PARIS – H&M Group’s fast-fashion juggernaut seems to have slowed.

Net sales were up 12 percent over the holiday shopping season and into 2023 to 54.87 billion Swedish kronor, or $5.19 billion, in a preliminary first quarter trading update released Wednesday. But the company took an exchange rate hit, with sales up just 3 percent year-on-year at constant currency rates in the period from Dec. 1, 2022, to Feb. 28, 2023.

Excluding Russia and Belarus, where the company shuttered its business following the invasion of Ukraine, and Ukraine itself, where stores remain closed during the conflict, sales were up 7 percent in constant currencies.

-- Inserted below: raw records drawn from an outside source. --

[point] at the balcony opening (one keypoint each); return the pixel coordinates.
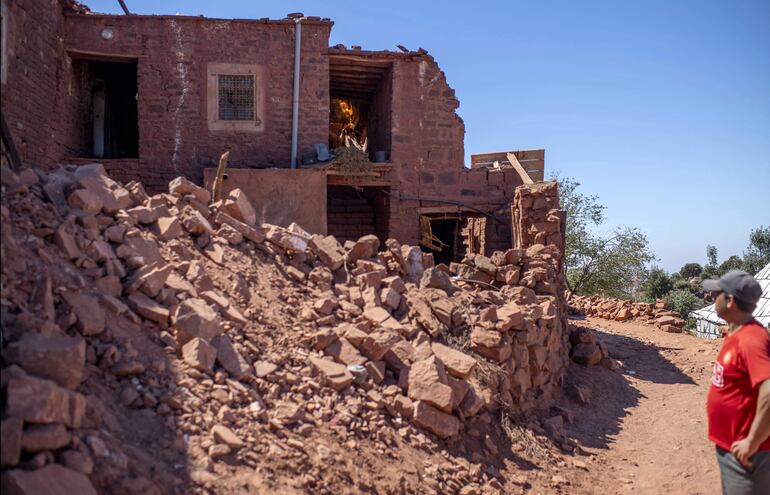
(360, 105)
(353, 212)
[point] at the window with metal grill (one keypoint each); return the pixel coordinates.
(236, 97)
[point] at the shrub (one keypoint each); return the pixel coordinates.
(658, 284)
(691, 270)
(683, 301)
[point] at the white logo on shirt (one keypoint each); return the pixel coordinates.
(717, 376)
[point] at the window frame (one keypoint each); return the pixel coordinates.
(214, 70)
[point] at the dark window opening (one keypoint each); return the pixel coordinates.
(360, 105)
(449, 237)
(113, 102)
(440, 239)
(236, 97)
(106, 108)
(353, 212)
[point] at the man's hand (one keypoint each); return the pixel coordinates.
(743, 450)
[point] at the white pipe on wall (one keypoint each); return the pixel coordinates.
(295, 98)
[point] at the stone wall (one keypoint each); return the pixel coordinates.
(33, 83)
(47, 107)
(611, 308)
(173, 54)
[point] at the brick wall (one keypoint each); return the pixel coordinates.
(36, 62)
(47, 104)
(428, 156)
(173, 54)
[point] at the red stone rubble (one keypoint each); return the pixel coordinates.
(622, 310)
(152, 343)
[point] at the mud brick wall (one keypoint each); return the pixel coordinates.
(528, 337)
(427, 153)
(541, 236)
(33, 82)
(47, 106)
(173, 55)
(536, 216)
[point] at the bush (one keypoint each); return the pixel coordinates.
(691, 270)
(658, 284)
(683, 301)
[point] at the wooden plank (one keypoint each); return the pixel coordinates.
(359, 61)
(356, 69)
(525, 178)
(102, 56)
(339, 180)
(431, 210)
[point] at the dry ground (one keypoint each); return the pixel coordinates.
(645, 426)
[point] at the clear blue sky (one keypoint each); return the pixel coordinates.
(661, 108)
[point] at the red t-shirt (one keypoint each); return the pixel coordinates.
(742, 364)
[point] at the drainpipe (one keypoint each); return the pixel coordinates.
(295, 98)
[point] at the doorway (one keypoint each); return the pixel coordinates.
(106, 109)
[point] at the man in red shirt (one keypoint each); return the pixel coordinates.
(738, 403)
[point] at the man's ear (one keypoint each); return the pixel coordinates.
(730, 301)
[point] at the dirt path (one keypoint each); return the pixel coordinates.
(645, 424)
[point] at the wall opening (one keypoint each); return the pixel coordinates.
(360, 105)
(449, 237)
(107, 114)
(353, 212)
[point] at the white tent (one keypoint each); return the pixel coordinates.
(707, 322)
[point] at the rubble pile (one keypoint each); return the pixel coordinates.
(611, 308)
(155, 344)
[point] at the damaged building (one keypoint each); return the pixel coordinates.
(152, 97)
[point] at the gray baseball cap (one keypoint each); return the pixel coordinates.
(738, 284)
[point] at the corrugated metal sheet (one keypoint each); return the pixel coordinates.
(707, 322)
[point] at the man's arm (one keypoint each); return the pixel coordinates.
(760, 428)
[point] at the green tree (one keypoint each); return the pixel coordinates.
(690, 270)
(757, 255)
(683, 301)
(657, 285)
(711, 255)
(732, 263)
(612, 264)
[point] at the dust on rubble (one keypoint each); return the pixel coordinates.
(163, 344)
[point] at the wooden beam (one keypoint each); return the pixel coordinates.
(335, 59)
(525, 178)
(357, 69)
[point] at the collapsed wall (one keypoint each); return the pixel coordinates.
(151, 342)
(611, 308)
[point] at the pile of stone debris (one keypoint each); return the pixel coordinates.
(611, 308)
(155, 343)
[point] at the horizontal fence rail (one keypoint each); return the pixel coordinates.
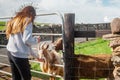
(38, 72)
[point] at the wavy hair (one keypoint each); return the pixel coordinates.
(18, 23)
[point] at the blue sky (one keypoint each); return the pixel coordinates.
(86, 11)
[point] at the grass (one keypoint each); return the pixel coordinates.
(98, 46)
(2, 25)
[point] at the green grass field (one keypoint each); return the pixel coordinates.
(98, 46)
(2, 25)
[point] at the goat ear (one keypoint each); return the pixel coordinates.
(42, 45)
(45, 46)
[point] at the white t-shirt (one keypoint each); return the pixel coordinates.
(20, 44)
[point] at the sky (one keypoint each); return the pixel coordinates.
(86, 11)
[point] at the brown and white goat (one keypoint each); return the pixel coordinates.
(51, 57)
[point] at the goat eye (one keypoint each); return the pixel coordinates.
(40, 51)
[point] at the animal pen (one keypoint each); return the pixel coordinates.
(71, 62)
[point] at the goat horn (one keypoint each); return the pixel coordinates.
(42, 45)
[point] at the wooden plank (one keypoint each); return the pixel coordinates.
(97, 33)
(85, 34)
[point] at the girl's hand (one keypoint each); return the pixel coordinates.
(38, 39)
(41, 60)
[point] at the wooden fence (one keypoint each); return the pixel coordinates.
(69, 34)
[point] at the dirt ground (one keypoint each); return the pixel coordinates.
(3, 51)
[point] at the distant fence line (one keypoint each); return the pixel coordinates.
(56, 29)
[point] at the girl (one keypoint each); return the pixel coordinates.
(20, 40)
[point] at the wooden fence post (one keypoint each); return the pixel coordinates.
(69, 66)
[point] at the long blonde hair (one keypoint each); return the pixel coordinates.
(19, 22)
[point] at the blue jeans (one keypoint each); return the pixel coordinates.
(20, 68)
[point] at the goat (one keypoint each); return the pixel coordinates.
(89, 66)
(92, 66)
(51, 57)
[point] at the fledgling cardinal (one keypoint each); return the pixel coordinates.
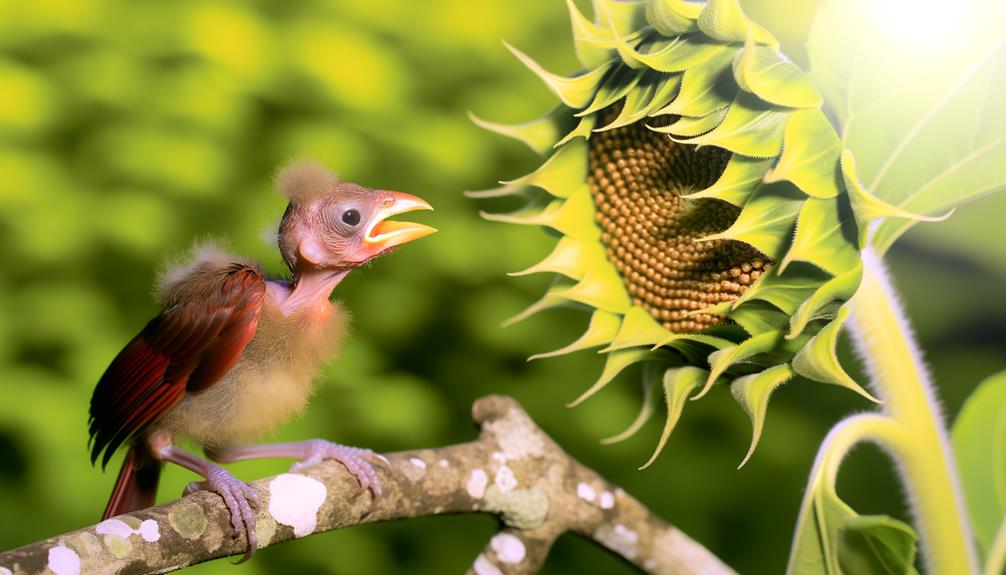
(233, 354)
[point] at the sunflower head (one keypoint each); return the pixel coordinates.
(708, 215)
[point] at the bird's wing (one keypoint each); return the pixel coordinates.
(198, 337)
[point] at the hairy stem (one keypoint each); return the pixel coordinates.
(512, 470)
(854, 429)
(885, 342)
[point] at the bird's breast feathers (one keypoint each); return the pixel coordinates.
(271, 382)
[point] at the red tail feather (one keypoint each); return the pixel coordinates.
(136, 487)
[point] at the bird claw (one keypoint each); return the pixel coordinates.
(240, 499)
(356, 460)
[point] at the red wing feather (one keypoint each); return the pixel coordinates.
(191, 345)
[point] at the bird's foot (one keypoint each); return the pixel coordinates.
(240, 499)
(357, 461)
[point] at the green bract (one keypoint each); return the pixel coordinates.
(705, 77)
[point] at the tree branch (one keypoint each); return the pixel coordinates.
(513, 470)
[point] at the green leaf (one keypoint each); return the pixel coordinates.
(574, 91)
(613, 89)
(979, 437)
(738, 180)
(582, 130)
(867, 207)
(818, 360)
(725, 21)
(601, 288)
(614, 364)
(751, 128)
(826, 236)
(678, 383)
(639, 329)
(594, 43)
(672, 17)
(569, 257)
(650, 377)
(752, 392)
(772, 76)
(686, 128)
(924, 118)
(876, 545)
(838, 288)
(704, 88)
(538, 134)
(720, 360)
(562, 172)
(689, 51)
(601, 331)
(786, 292)
(626, 16)
(652, 91)
(757, 318)
(834, 540)
(572, 216)
(811, 151)
(768, 218)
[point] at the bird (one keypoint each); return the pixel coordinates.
(234, 353)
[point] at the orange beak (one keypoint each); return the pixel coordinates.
(383, 234)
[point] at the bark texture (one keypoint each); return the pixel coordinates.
(513, 470)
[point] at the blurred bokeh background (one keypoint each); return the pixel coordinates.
(130, 129)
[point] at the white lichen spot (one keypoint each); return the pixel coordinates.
(505, 480)
(63, 561)
(477, 483)
(483, 566)
(625, 533)
(585, 492)
(114, 527)
(149, 530)
(509, 548)
(295, 500)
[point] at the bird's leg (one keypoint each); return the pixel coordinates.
(356, 460)
(240, 499)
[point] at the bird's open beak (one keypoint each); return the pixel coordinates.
(383, 234)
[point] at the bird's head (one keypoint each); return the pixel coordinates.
(336, 225)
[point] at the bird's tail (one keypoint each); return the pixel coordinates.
(136, 487)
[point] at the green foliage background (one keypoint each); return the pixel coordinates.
(130, 129)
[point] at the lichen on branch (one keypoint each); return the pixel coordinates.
(513, 470)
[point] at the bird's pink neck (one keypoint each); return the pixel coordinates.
(307, 291)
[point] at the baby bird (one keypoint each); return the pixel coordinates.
(233, 354)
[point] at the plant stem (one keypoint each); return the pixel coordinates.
(995, 563)
(887, 347)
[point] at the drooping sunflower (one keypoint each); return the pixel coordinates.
(708, 214)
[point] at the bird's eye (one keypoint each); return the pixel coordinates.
(350, 217)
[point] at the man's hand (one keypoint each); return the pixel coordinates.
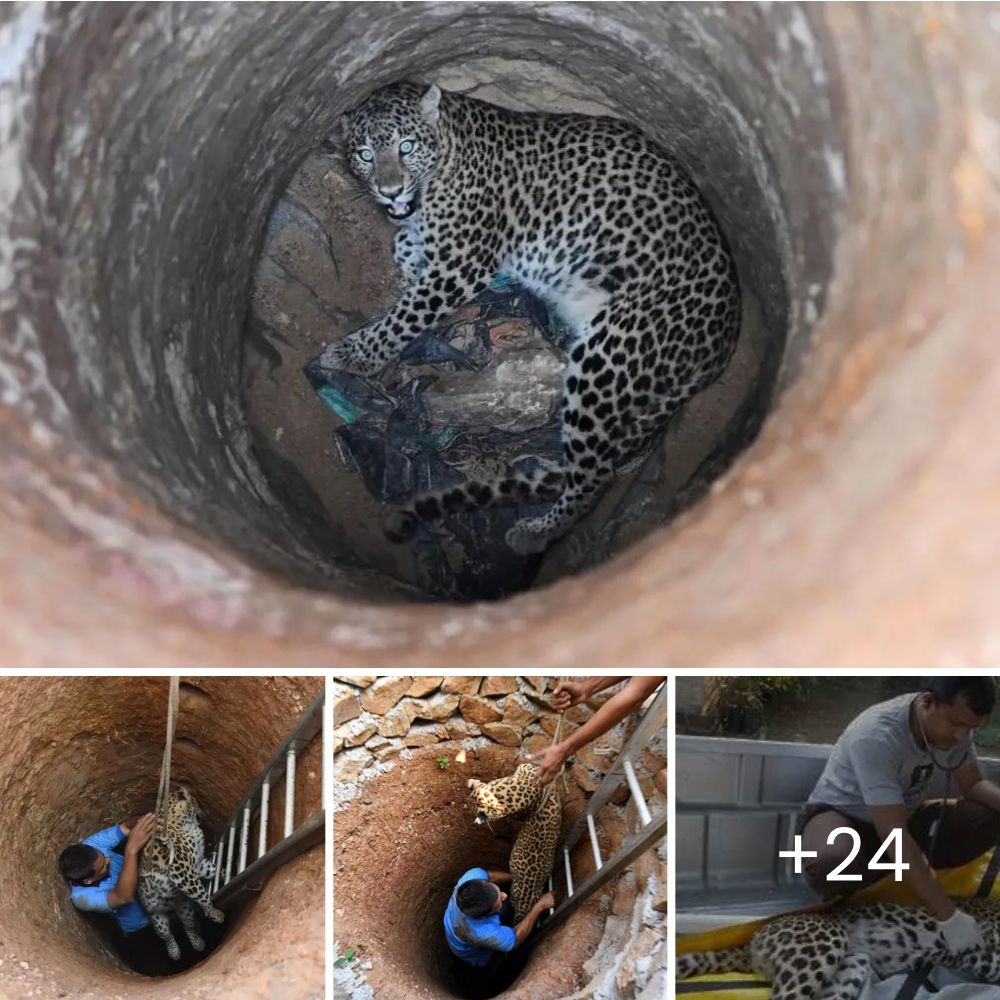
(961, 932)
(549, 762)
(569, 693)
(140, 834)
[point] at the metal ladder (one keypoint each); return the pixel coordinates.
(233, 876)
(652, 828)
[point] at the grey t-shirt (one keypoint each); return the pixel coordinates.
(876, 762)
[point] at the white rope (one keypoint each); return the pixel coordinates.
(163, 794)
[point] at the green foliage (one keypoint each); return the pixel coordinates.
(738, 704)
(348, 956)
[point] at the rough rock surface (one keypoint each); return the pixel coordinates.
(405, 816)
(141, 150)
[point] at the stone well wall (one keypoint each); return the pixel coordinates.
(403, 749)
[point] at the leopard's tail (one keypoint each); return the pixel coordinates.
(536, 486)
(704, 963)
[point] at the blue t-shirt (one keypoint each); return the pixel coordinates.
(131, 917)
(479, 937)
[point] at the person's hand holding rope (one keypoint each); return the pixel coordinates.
(568, 693)
(550, 761)
(140, 834)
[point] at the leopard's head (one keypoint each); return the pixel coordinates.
(182, 805)
(505, 796)
(393, 143)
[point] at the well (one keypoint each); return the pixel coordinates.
(81, 753)
(141, 148)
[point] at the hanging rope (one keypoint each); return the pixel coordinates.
(163, 795)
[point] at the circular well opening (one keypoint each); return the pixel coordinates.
(145, 152)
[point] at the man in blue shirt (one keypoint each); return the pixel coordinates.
(474, 920)
(103, 881)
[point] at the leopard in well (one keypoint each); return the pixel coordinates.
(171, 874)
(827, 955)
(520, 796)
(590, 215)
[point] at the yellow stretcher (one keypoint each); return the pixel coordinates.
(977, 878)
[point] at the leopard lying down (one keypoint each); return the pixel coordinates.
(171, 874)
(519, 796)
(827, 956)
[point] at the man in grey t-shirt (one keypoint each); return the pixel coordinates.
(875, 781)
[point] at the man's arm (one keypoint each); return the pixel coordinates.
(973, 786)
(635, 692)
(919, 877)
(527, 924)
(124, 890)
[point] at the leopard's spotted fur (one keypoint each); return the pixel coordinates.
(520, 797)
(826, 956)
(171, 871)
(589, 214)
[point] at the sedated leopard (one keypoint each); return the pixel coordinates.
(826, 956)
(588, 214)
(520, 796)
(171, 871)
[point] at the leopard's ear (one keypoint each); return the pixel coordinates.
(430, 104)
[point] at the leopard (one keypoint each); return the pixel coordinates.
(171, 874)
(521, 797)
(588, 214)
(828, 955)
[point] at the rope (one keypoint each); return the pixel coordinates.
(163, 794)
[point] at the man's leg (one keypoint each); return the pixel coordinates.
(816, 831)
(966, 830)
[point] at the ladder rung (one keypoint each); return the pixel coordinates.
(637, 796)
(637, 844)
(309, 833)
(652, 721)
(289, 793)
(593, 843)
(265, 805)
(218, 866)
(244, 837)
(229, 852)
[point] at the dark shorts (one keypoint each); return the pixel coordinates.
(967, 830)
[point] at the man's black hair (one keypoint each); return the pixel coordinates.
(476, 898)
(979, 692)
(77, 862)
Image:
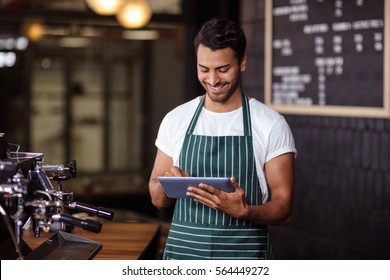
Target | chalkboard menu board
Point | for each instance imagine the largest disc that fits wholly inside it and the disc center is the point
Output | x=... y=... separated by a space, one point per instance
x=328 y=57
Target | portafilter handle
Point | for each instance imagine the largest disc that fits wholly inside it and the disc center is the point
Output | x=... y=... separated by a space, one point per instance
x=101 y=212
x=88 y=224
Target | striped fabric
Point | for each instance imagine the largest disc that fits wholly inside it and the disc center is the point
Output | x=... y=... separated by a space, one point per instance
x=200 y=232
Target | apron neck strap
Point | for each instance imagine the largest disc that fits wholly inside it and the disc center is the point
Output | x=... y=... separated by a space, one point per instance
x=245 y=114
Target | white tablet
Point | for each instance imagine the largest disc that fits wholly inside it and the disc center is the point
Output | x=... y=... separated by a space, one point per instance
x=176 y=187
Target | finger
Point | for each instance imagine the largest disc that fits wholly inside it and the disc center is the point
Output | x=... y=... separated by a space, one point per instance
x=234 y=182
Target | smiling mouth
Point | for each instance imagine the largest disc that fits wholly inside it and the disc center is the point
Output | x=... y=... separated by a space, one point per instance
x=217 y=88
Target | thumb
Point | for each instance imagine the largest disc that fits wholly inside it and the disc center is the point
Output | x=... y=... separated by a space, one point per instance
x=235 y=183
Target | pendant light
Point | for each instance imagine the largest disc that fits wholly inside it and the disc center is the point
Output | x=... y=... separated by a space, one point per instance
x=134 y=14
x=105 y=7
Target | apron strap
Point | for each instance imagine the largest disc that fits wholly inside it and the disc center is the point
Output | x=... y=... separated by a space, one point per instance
x=245 y=114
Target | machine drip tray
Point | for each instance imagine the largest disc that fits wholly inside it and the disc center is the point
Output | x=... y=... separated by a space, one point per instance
x=65 y=246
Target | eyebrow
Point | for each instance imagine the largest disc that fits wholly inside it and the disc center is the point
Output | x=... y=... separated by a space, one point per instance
x=219 y=67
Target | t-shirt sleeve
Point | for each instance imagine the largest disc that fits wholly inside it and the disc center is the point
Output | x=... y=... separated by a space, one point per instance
x=280 y=140
x=163 y=137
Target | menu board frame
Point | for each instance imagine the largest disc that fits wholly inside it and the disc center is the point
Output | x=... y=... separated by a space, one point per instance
x=327 y=110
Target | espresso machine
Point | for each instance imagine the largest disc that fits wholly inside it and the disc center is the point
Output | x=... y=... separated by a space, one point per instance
x=28 y=199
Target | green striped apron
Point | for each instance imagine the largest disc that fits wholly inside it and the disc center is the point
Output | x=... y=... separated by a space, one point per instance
x=200 y=232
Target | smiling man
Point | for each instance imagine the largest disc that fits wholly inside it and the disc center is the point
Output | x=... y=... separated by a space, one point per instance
x=224 y=133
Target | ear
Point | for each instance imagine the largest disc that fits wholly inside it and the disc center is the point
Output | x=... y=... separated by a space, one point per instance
x=243 y=63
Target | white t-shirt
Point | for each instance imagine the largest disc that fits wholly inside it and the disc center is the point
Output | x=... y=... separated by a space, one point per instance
x=271 y=134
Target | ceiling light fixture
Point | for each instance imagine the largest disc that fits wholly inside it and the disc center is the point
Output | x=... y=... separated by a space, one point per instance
x=134 y=14
x=105 y=7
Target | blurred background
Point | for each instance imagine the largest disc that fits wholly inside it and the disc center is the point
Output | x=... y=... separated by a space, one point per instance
x=76 y=83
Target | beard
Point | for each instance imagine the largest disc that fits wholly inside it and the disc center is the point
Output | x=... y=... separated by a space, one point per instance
x=223 y=97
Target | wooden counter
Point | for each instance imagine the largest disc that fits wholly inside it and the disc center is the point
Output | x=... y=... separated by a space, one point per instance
x=120 y=241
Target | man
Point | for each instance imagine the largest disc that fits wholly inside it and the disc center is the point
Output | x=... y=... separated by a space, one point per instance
x=224 y=133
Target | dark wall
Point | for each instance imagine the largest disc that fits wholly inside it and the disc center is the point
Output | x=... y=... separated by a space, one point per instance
x=342 y=203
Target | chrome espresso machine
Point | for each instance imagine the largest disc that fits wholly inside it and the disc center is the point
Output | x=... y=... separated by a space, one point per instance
x=29 y=201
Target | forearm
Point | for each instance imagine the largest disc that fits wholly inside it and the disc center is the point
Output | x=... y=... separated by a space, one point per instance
x=276 y=212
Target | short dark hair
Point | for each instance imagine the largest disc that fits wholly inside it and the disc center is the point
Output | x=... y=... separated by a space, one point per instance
x=220 y=33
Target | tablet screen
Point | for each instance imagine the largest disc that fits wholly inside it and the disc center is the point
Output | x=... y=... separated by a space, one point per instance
x=176 y=187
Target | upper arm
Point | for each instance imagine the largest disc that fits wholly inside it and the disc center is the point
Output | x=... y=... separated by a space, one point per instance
x=279 y=174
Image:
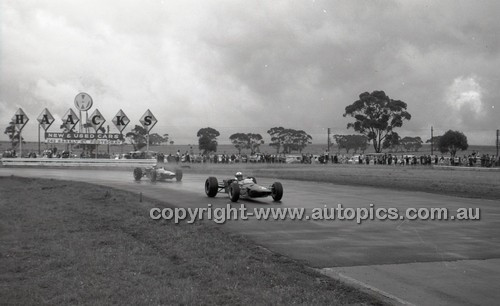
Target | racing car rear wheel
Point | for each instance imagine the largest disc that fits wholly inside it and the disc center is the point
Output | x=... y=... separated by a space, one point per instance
x=211 y=186
x=234 y=191
x=277 y=191
x=137 y=174
x=178 y=175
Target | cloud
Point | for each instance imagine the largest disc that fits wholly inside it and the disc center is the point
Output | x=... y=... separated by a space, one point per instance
x=246 y=66
x=465 y=94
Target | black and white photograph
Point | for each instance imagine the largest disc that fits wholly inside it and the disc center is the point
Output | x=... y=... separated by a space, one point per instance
x=229 y=152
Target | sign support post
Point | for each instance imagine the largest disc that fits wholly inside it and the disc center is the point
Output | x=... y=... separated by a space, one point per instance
x=45 y=120
x=120 y=121
x=148 y=120
x=20 y=119
x=39 y=150
x=20 y=144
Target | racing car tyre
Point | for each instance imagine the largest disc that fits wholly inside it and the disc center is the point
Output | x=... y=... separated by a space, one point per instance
x=234 y=192
x=178 y=175
x=277 y=191
x=137 y=174
x=211 y=186
x=153 y=175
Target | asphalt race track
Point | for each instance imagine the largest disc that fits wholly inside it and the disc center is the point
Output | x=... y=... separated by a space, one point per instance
x=411 y=262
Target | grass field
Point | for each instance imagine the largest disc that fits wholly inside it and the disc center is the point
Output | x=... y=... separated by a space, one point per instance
x=92 y=245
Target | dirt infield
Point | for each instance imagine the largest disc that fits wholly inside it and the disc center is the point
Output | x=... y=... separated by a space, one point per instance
x=74 y=243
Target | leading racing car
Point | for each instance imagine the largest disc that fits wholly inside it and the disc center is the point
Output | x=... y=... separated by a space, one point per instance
x=157 y=174
x=242 y=187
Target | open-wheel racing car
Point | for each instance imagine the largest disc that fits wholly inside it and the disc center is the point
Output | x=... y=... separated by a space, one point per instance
x=157 y=174
x=242 y=187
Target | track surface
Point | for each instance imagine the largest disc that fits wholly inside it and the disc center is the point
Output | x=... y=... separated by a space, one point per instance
x=379 y=255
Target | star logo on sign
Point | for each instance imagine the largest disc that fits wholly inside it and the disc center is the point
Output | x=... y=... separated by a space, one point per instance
x=20 y=119
x=96 y=120
x=45 y=119
x=148 y=120
x=70 y=119
x=120 y=121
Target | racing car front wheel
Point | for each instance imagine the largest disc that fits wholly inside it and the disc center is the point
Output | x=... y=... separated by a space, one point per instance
x=277 y=191
x=153 y=175
x=211 y=186
x=234 y=192
x=137 y=174
x=178 y=175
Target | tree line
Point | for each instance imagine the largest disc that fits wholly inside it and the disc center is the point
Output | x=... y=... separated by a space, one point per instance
x=376 y=118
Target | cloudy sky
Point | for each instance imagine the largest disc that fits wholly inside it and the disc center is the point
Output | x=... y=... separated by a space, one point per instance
x=247 y=66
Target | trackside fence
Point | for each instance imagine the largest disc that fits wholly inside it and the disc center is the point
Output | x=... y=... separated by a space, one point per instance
x=75 y=162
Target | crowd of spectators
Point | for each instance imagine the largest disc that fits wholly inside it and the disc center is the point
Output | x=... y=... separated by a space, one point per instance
x=471 y=160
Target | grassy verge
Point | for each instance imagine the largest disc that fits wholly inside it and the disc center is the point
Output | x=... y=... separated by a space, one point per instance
x=72 y=243
x=471 y=184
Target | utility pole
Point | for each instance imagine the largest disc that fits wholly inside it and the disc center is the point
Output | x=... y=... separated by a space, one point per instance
x=108 y=140
x=498 y=134
x=432 y=140
x=328 y=142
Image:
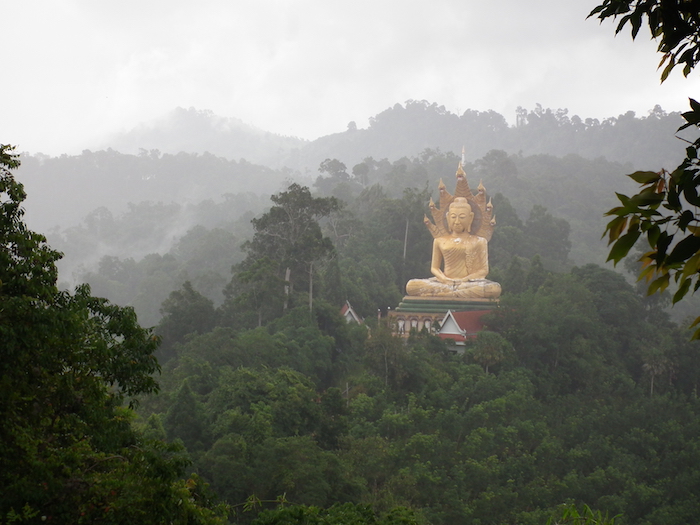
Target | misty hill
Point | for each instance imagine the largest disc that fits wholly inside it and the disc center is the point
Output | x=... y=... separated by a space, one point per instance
x=199 y=131
x=647 y=142
x=63 y=190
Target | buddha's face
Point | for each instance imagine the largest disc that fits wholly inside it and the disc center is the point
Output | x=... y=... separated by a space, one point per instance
x=460 y=217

Those numbers were mixed for analysts, coming in below consensus when taken in constant currency. In addition, sales are expected to soften in February following the holiday period as inflation hits the company’s core consumer.

The announcement sent the stock down 8.7 percent in mid-morning trading.

Looking ahead, analysts said the company’s continued low price point could be a boon for shoppers under price pressures, while its Arket and Cos labels are upping their appeal amongst premium shoppers willing to pay higher prices.

The boost in sales follows fourth quarter losses of $83.9 million reported in January, with the company’s exit from Russia and increased costs hitting its bottom line.

“We think H&M has taken various steps to improve its omnichannel offer for customers, which should lead to it holding its own in major markets,” said RBC Europe analyst Richard Chamberlain. The company’s product mix is strengthening and costs should lower as global supply chain pressures ease.

“H&M’s gross margin outlook is looking stronger for H2 next year,” he noted.

H&M brand has enlisted Mugler creative director Casey Cadwallader for its next collaboration, which will hit stores in the second quarter. Full first-quarter results will be released March 30.